Sunday, December 17, 2017

Barrons weekend summary

Barrons weekend summary: Cover story positive on MUNIS; positive on ALK; cautious on DIS/FOXA deal and expect more industry consolidation 
Cover story: The tax changes proposed by Congressional Republicans have targeted several categories of bonds, which will lose their tax exemptions so the government can increase its revenue; Despite that, “the relatively high after-tax yields of munis still make them attractive for investors.” 

Features: 1) The high valuation of NFLX—shareholders pay $47 for every $1 of cash flow it generates, a multiple no other media company has—has rivals scrambling to catch up, and more consolidation should come after the DIS-FOXA tie-up; 2) “Even after this year’s broad rally in stocks and bonds, plenty of income-oriented investments remain enticing” including MLPs, telecoms, REITs, and high-dividend stocks in the U.S. and Europe; 3) Positive on ALK: Investors have a number of concerns, including the carrier’s steps to absorb Virgin America, fare pricing, and cancellations, but its balance sheet is healthy and growth potential is robust, and shares should rise in 2018; 4) Cautious on DIS, FOXA: Disney’s proposed acquisition of assets from 21st Century Fox “is a murky web of deals within deals” that one analyst said is the “most complex transaction she’s ever had to analyze.” 

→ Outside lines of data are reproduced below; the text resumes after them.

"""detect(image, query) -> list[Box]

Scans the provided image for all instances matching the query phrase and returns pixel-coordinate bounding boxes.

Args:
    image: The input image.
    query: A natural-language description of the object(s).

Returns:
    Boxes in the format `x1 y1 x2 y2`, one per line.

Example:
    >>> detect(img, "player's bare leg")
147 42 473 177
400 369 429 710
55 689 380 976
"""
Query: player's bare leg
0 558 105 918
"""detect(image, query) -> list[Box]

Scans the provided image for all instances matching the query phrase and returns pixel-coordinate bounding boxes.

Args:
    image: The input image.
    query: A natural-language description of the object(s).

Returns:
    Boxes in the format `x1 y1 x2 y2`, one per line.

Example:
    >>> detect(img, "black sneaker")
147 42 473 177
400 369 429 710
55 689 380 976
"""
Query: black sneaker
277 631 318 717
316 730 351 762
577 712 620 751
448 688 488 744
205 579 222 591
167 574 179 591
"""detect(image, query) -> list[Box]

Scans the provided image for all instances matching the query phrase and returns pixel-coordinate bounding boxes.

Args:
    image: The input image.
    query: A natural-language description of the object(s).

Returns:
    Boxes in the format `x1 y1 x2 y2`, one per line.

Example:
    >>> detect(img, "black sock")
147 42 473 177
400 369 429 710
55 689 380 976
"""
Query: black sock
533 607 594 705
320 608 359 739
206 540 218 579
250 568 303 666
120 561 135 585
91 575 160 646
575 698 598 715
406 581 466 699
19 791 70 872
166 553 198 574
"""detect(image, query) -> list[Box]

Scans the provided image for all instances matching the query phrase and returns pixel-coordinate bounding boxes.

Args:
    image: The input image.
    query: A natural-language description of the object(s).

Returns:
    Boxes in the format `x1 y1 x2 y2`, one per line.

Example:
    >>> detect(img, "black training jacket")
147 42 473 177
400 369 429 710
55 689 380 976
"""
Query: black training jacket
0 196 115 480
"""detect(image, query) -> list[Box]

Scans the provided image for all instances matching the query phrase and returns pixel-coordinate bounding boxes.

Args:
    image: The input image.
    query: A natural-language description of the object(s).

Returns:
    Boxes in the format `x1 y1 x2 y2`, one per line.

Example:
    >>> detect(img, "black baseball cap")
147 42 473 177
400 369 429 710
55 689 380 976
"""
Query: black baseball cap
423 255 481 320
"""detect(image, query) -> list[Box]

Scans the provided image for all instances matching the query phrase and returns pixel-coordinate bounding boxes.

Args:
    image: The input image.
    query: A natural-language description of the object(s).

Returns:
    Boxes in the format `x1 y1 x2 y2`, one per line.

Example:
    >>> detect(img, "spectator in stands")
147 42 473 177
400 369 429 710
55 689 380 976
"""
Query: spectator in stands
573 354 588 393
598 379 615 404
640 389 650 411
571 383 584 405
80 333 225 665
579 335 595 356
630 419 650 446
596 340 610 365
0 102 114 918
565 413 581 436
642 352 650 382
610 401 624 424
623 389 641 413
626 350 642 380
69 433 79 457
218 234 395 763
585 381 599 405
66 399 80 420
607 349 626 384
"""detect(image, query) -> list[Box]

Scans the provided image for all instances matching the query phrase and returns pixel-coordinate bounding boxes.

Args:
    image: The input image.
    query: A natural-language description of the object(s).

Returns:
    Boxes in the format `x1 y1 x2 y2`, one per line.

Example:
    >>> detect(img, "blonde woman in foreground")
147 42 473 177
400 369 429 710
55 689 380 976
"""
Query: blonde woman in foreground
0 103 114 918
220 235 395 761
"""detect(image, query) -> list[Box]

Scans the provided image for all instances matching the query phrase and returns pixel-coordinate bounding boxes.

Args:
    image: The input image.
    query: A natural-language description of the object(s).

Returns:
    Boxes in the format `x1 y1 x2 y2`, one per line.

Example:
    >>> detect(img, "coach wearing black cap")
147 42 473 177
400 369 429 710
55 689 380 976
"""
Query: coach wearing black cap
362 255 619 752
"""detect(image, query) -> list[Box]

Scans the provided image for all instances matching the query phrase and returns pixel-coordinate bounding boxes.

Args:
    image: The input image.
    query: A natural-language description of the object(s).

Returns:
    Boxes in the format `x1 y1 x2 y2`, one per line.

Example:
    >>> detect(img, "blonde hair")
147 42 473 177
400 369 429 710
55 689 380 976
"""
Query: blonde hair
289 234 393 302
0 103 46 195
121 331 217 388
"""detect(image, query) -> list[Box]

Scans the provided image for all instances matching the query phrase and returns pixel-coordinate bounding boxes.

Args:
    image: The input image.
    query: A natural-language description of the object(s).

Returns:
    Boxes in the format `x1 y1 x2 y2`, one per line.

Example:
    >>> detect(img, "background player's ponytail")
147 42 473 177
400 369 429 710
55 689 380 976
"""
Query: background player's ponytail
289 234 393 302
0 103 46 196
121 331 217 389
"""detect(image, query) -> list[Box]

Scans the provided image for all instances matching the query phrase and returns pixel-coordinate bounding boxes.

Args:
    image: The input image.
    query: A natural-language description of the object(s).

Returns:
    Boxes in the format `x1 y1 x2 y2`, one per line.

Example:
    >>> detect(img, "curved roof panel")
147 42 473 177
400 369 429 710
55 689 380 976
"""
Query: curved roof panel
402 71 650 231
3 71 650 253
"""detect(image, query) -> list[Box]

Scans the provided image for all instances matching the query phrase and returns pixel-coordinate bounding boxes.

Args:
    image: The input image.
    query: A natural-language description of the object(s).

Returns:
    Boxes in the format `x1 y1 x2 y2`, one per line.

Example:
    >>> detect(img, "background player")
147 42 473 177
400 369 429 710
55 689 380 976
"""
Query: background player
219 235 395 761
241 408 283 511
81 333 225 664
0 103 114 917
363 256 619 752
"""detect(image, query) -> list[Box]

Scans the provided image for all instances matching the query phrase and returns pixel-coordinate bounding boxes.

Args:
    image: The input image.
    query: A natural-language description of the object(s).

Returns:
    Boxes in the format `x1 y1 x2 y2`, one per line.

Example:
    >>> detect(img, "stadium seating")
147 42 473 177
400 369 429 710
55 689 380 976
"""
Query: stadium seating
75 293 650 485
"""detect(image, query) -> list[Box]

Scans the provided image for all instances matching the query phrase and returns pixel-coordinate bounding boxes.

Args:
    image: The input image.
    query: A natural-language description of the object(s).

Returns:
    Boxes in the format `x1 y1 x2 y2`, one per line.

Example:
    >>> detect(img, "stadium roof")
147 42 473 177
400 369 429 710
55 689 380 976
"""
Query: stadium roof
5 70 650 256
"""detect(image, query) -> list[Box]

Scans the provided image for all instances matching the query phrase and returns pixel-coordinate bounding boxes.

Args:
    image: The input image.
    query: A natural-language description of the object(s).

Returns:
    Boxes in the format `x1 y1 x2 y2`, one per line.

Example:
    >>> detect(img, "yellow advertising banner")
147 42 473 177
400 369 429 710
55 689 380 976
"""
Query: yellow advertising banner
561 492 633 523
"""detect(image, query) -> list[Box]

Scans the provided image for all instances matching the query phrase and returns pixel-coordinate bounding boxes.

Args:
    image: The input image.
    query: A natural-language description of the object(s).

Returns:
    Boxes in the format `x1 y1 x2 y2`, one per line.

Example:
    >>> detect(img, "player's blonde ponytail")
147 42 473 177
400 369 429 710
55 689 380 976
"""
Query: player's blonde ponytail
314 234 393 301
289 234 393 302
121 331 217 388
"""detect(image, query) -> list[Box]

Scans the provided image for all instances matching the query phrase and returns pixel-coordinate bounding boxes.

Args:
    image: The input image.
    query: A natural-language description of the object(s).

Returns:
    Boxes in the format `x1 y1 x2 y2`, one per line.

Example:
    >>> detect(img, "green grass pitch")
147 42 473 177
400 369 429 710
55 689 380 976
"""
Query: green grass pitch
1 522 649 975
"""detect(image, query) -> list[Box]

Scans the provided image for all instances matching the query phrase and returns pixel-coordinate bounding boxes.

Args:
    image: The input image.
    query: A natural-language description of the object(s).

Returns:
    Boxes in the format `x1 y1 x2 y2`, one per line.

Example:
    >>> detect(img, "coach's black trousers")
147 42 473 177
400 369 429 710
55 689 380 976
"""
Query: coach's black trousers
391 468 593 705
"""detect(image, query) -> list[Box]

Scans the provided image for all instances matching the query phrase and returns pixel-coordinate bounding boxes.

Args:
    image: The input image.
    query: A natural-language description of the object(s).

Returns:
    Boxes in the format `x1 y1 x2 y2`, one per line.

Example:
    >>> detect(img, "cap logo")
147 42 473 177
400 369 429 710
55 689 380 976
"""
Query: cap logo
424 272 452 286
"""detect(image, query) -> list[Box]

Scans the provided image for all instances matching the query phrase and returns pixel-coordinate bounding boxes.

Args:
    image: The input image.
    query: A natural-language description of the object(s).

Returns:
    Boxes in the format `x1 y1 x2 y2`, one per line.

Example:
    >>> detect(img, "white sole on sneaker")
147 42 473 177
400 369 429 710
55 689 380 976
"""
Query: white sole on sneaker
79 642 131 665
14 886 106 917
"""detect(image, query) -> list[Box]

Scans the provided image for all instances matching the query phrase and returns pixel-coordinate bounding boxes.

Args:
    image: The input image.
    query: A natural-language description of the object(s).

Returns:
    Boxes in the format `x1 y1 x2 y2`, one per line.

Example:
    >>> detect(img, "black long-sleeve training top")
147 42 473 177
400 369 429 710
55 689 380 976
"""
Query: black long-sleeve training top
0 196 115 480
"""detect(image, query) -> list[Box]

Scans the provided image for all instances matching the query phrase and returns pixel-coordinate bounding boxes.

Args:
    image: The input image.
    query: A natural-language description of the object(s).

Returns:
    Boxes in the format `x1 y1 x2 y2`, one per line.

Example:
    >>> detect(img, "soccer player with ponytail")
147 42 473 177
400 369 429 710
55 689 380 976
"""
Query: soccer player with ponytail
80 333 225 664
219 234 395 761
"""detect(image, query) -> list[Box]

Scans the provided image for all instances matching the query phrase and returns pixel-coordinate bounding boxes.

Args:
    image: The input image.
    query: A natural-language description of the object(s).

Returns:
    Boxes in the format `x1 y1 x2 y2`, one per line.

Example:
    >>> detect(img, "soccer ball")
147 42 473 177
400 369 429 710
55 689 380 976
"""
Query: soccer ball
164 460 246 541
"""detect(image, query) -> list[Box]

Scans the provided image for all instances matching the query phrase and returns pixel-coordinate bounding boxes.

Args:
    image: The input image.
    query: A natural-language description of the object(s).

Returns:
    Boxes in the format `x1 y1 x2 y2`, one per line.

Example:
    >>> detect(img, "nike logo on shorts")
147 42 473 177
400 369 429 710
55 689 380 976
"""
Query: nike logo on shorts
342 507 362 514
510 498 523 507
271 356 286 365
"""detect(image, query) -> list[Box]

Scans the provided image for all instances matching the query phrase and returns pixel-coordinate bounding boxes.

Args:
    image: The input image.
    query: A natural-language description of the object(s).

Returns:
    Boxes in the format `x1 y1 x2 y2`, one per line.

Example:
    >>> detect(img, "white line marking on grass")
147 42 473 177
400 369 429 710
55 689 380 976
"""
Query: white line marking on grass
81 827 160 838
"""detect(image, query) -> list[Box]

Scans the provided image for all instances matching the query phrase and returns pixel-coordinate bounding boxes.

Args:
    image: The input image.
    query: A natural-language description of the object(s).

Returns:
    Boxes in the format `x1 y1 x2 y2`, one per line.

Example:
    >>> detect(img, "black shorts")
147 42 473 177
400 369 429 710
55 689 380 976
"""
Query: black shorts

Tech Trader: Cautious on AAPL: The tech giant continues to release phones with dazzling new features, but software bugs increasingly require updates to fix; There is no sign of a user exodus, but a loss of faith in Apple’s software could curb growth. 

Trader: The end of crisis-level monetary stimulus will eventually affect what investors are willing to pay for riskier assets, says JPM strategist Marko Kolanovic; Utilities are sitting out the latest rally, another reason investors should be cautious when looking for opportunities in this dividend-heavy sector; “At some point, earnings growth will tail off, a recession will hit, and this bull market will end. That doesn’t make it a bubble.” 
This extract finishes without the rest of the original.